SOREMA studia caso per caso i bisogni dei propri clienti e mette a punto delle soluzioni personalizzate, sfruttando la propria lunga esperienza nel campo del riciclo. Questa attenzione alla progettazione viene usata anche nel caso dei problemi nel riciclo dei materiali in EPS e XPS.
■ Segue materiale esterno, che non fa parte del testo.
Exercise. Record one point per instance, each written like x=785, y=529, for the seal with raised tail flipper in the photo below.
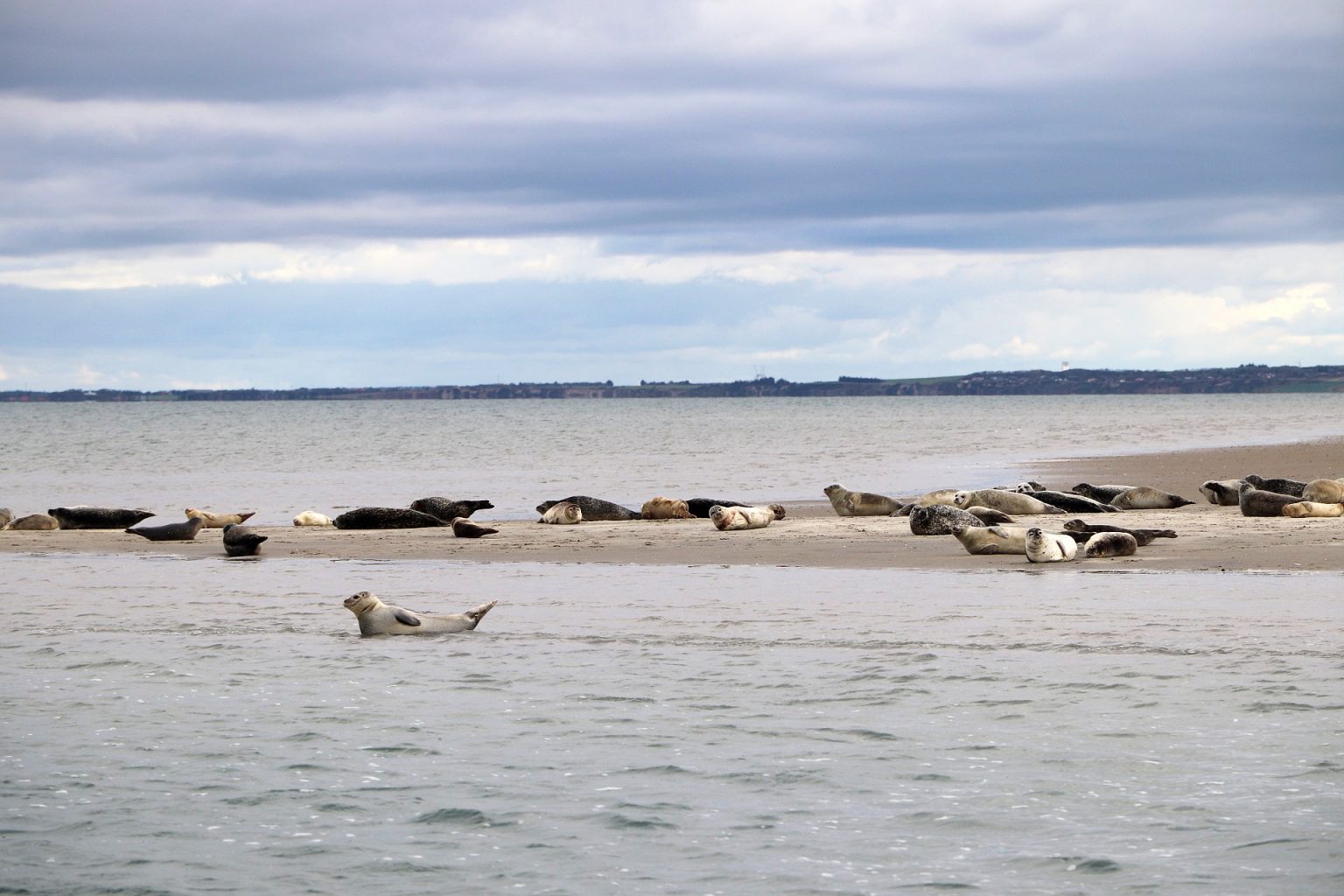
x=376, y=617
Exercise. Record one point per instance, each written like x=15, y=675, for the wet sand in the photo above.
x=1210, y=537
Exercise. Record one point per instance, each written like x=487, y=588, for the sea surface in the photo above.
x=213, y=725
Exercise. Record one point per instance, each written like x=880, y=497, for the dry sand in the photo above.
x=1210, y=537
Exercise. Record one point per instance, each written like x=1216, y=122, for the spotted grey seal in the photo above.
x=242, y=542
x=185, y=531
x=594, y=509
x=220, y=520
x=847, y=502
x=376, y=617
x=448, y=509
x=87, y=517
x=1145, y=497
x=385, y=519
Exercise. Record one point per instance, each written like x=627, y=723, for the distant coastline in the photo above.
x=1248, y=378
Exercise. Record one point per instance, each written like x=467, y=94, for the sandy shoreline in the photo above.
x=1210, y=537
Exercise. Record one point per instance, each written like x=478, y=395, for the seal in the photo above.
x=185, y=531
x=938, y=519
x=745, y=517
x=564, y=514
x=87, y=517
x=1304, y=509
x=376, y=617
x=466, y=528
x=1324, y=491
x=1047, y=547
x=1222, y=492
x=1110, y=544
x=1102, y=494
x=1005, y=501
x=449, y=509
x=220, y=520
x=34, y=522
x=1145, y=497
x=594, y=509
x=385, y=519
x=662, y=508
x=241, y=542
x=312, y=517
x=847, y=502
x=990, y=539
x=1281, y=485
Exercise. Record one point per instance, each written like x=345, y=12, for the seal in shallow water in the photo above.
x=84, y=517
x=376, y=617
x=185, y=531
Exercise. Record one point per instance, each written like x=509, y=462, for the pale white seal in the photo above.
x=376, y=617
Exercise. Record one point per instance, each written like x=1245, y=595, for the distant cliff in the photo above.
x=1248, y=378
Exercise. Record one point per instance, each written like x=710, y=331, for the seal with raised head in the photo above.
x=564, y=514
x=185, y=531
x=466, y=528
x=938, y=519
x=847, y=502
x=242, y=542
x=662, y=508
x=1306, y=509
x=594, y=509
x=449, y=509
x=990, y=539
x=85, y=517
x=1261, y=502
x=220, y=520
x=1278, y=484
x=1145, y=497
x=1222, y=492
x=376, y=617
x=1005, y=501
x=385, y=519
x=1110, y=544
x=1048, y=547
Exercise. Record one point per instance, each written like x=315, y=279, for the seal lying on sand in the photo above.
x=82, y=517
x=847, y=502
x=594, y=509
x=376, y=617
x=449, y=509
x=220, y=520
x=385, y=519
x=185, y=531
x=241, y=542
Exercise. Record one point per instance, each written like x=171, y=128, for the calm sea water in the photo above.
x=208, y=725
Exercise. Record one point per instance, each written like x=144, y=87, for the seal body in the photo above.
x=564, y=514
x=1110, y=544
x=1304, y=509
x=185, y=531
x=376, y=617
x=1145, y=497
x=449, y=509
x=385, y=519
x=82, y=517
x=847, y=502
x=990, y=539
x=662, y=508
x=312, y=517
x=220, y=520
x=1261, y=502
x=241, y=542
x=1005, y=501
x=938, y=519
x=594, y=509
x=1047, y=547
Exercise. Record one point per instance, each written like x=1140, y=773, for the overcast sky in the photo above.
x=428, y=192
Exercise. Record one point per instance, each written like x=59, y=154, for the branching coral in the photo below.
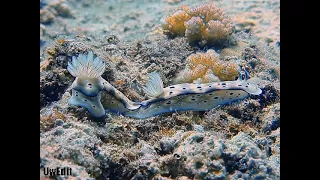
x=207, y=67
x=205, y=25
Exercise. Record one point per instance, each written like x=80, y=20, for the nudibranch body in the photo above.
x=91, y=91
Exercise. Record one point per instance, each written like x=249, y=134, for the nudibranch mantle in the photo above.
x=91, y=91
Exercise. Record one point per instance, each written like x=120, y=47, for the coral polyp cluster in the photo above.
x=207, y=67
x=204, y=25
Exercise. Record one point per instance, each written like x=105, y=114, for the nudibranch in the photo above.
x=92, y=92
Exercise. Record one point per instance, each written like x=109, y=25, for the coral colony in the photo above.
x=88, y=87
x=205, y=25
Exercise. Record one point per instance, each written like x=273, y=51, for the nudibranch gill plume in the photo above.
x=92, y=92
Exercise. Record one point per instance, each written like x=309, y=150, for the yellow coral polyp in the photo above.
x=205, y=25
x=175, y=23
x=205, y=65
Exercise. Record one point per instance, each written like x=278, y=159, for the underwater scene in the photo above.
x=160, y=89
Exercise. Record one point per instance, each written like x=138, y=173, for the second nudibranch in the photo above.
x=91, y=91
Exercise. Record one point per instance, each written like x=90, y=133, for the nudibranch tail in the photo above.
x=92, y=104
x=86, y=66
x=154, y=86
x=91, y=91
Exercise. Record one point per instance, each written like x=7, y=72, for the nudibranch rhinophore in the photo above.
x=91, y=91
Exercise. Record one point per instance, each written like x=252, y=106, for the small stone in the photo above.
x=58, y=122
x=59, y=131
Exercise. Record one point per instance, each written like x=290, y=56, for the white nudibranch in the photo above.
x=88, y=87
x=154, y=86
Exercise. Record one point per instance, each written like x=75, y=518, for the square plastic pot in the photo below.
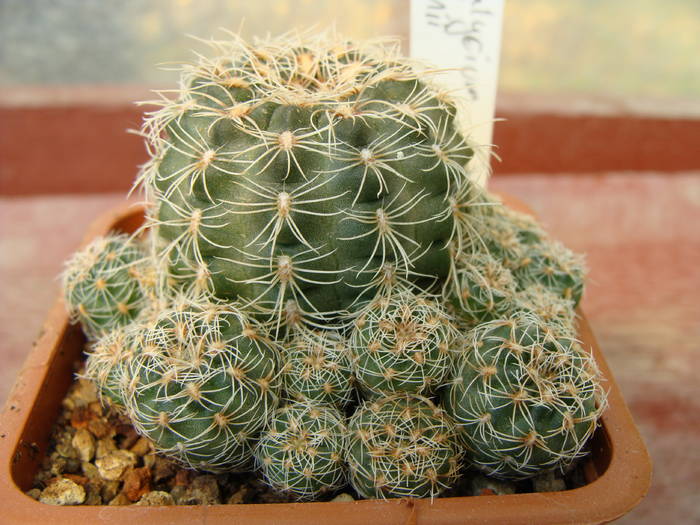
x=617, y=471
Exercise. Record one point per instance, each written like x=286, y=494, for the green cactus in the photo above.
x=104, y=284
x=318, y=368
x=524, y=398
x=402, y=446
x=299, y=170
x=505, y=233
x=555, y=267
x=555, y=311
x=302, y=450
x=401, y=343
x=203, y=385
x=482, y=289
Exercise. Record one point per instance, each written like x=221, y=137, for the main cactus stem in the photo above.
x=299, y=172
x=314, y=250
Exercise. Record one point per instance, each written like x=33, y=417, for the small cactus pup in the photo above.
x=554, y=266
x=102, y=284
x=302, y=450
x=298, y=168
x=402, y=446
x=482, y=289
x=524, y=399
x=318, y=367
x=203, y=385
x=108, y=360
x=401, y=343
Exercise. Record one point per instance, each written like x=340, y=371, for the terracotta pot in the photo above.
x=618, y=471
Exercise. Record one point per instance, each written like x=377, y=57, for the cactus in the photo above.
x=482, y=290
x=555, y=267
x=524, y=398
x=297, y=170
x=203, y=385
x=317, y=367
x=311, y=226
x=302, y=450
x=402, y=446
x=401, y=344
x=103, y=284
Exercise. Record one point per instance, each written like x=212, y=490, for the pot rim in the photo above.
x=618, y=471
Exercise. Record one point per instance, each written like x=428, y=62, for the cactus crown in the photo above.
x=203, y=385
x=102, y=284
x=401, y=344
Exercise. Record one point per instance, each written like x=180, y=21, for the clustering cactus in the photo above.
x=554, y=266
x=298, y=172
x=482, y=289
x=402, y=446
x=317, y=367
x=104, y=284
x=525, y=399
x=401, y=343
x=302, y=450
x=554, y=310
x=312, y=228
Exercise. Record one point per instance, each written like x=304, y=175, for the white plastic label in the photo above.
x=464, y=38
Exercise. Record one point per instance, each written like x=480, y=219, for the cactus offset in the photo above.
x=301, y=452
x=317, y=368
x=402, y=446
x=525, y=399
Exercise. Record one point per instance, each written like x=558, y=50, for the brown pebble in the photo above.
x=344, y=496
x=549, y=482
x=63, y=492
x=105, y=446
x=113, y=465
x=183, y=477
x=84, y=444
x=129, y=435
x=141, y=447
x=81, y=417
x=90, y=471
x=34, y=493
x=238, y=497
x=156, y=498
x=204, y=490
x=163, y=468
x=137, y=482
x=109, y=490
x=120, y=499
x=93, y=495
x=100, y=428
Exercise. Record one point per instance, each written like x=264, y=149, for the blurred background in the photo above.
x=600, y=134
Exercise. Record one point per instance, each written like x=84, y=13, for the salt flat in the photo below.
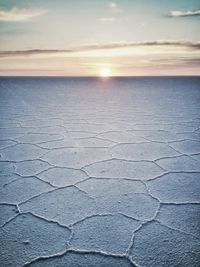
x=100, y=172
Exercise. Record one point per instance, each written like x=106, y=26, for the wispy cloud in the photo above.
x=20, y=14
x=108, y=19
x=191, y=46
x=188, y=13
x=115, y=8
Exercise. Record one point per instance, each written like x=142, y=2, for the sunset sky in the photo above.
x=86, y=37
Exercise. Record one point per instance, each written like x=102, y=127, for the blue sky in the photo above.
x=156, y=37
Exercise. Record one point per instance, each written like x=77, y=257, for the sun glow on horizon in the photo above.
x=105, y=72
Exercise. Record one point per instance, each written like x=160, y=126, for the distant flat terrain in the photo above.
x=100, y=172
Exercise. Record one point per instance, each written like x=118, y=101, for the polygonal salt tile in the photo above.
x=111, y=187
x=81, y=134
x=83, y=259
x=11, y=133
x=7, y=213
x=196, y=157
x=138, y=206
x=158, y=136
x=27, y=237
x=176, y=187
x=184, y=217
x=42, y=123
x=124, y=169
x=122, y=137
x=6, y=143
x=31, y=167
x=187, y=146
x=144, y=151
x=6, y=168
x=64, y=205
x=94, y=142
x=108, y=233
x=182, y=163
x=22, y=152
x=66, y=142
x=62, y=176
x=37, y=138
x=156, y=245
x=6, y=179
x=76, y=157
x=22, y=189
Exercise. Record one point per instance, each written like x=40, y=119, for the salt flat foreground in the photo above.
x=100, y=173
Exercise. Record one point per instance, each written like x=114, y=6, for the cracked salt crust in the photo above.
x=111, y=180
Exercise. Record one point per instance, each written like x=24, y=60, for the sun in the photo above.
x=105, y=72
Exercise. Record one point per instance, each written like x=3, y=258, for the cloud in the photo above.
x=104, y=20
x=114, y=8
x=189, y=13
x=20, y=14
x=194, y=46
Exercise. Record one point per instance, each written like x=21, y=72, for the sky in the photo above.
x=97, y=37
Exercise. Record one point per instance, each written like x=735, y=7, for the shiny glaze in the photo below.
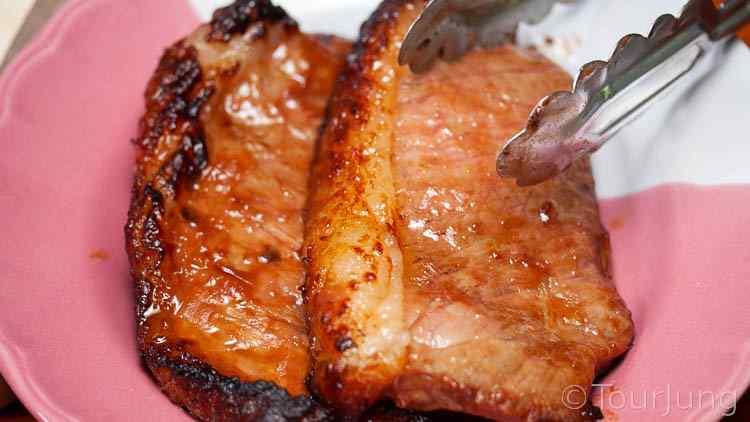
x=431, y=280
x=507, y=296
x=215, y=225
x=231, y=295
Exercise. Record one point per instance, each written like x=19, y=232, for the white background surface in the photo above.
x=12, y=14
x=702, y=138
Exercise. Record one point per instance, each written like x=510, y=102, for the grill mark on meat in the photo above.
x=359, y=250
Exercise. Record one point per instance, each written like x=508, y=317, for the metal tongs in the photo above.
x=606, y=96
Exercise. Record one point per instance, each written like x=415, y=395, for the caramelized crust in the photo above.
x=432, y=281
x=215, y=223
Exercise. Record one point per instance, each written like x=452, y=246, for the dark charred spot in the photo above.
x=228, y=398
x=240, y=15
x=345, y=343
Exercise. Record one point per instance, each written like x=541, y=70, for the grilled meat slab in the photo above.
x=432, y=281
x=215, y=223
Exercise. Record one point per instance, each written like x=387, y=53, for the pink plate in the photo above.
x=70, y=104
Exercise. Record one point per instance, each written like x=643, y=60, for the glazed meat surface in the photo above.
x=215, y=225
x=431, y=280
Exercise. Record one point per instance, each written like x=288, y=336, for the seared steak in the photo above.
x=431, y=280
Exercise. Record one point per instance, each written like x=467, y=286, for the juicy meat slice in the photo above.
x=431, y=280
x=215, y=224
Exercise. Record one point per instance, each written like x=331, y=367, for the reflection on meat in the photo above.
x=216, y=220
x=432, y=281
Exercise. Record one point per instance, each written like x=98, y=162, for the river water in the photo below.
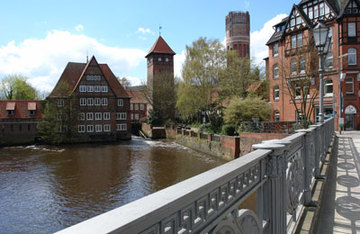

L’EPS è un materiale estremamente leggero, che può essere lavorato per ottenere un’ampia gamma di oggetti. Viene ampiamente utilizzato come schiuma protettiva per prodotti delicati durante il loro trasporto e stoccaggio. I vantaggi di questo materiale, oltre al suo basso peso, sono l’elevata capacità di assorbire gli shock e il basso costo. L’EPS è anche un buon isolante termico, il che ne fa il materiale di prima scelta per il trasporto di componenti elettronici delicati, beni alimentari e prodotti farmaceutici.

Il riciclo consiste nella rilavorazione dell’EPS usato, per produrre nuovi materiali, come stampelle per abiti, imballaggi e custodie per CD. Il primo stadio del processo di riciclo consiste nella raccolta dell’EPS, separato dagli altri materiali polimerici, dai rifiuti. L’EPS recuperato viene poi trasportato all’impianto di riciclo dove viene granulato, lavato ed estruso per produrre r-EPS da destinare a nuovi usi.

Negli Stati Uniti esistono oltre 200 centri di raccolta dell’EPS. Nel 2013 sono stati riciclati 58 milioni di kg di EPS (127 milioni di libbre). Di questi, il 57% derivava da imballaggi di prodotti di consumo e il rimanente 43% era recuperato da imballaggi di prodotti industriali. Negli ultimi anni, la quantità di EPS alimentato al processo di riciclo è aumentata notevolmente. Negli Stati Uniti, circa il 15% dell’EPS gettato è stato riciclato. Questo tasso è tra i più alti di tutti i materiali plastici.